Jean-Christophe Plantin Jean-Christophe Plantin is Assistant Professor at the London School of
Economics and Political Science, department of Media and Communications.
His research investigates the implications of big data and visualization
technologies for civic participation and social science research. He is
the author of Participatory Mapping: New Data, New
Cartography (Wiley, 2014).
Thomas Ploetz Thomas Ploetz is a Computer Scientist who works in the area of pattern
recognition and machine learning, specifically within the ubiquitous
computing area. He has developed and deployed innovative sensor data
analysis and recognition methods in many practical application domains.
Relevant for this work is his expertise in sequential data analysis,
specifically automated handwriting recognition.
Guy Schofield Guy Schofield is an artist and lecturer based at University of York. His
career has included work for film companies, game studios, festivals and
art galleries for which he has made and exhibited videos, sculpture,
installations, performances and software. His current research focuses
on participatory production technologies, including mobile technology
for live events and low-budget digital film making.
Tom Schofield Tom Schofield is an artist, designer, researcher and academic based at
Culture Lab, Newcastle University, UK. His practice-based research
spreads across creative digital media, archives and collections
interface design / visualisation and physical computing and he designs,
codes, builds and writes about this work.
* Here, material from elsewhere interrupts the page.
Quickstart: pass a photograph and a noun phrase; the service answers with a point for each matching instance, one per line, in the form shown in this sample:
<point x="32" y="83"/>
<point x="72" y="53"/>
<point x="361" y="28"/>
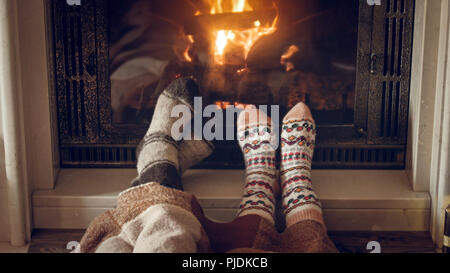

His artwork has been exhibited
internationally and he publishes in media art, design and HCI contexts.
He also teaches in and out of academia focussing particularly on the
role of new technologies in culture as it impacts in architecture, art,
literature and design.
Jill Walker Rettberg Jill Walker Rettberg is the author of
Seeing
Ourselves Through Technology: How We Use Selfies, Blogs and Wearable
Devices to See and Shape Ourselves (Palgrave 2014) and
Blogging (Polity 2008, 2014), and the
co-editor of a scholarly anthology on World of Warcraft (MIT Press
2008). She has been a research blogger at
jilltxt.net since 2000.
Mitchell Whitelaw Mitchell Whitelaw is Associate Professor in the Centre for Creative and
Cultural Research
http://www.canberra.edu.au/research/faculty-research-centres/cccr,
Faculty of Arts and Design, University of Canberra. A practitioner and
theorist, his research interests include generative systems, data
aesthetics and digital cultural collections. His work on generous
collection interfaces has been supported by institutions including the
National Archives of Australia, the National Gallery of Australia and
the State Library of New South Wales.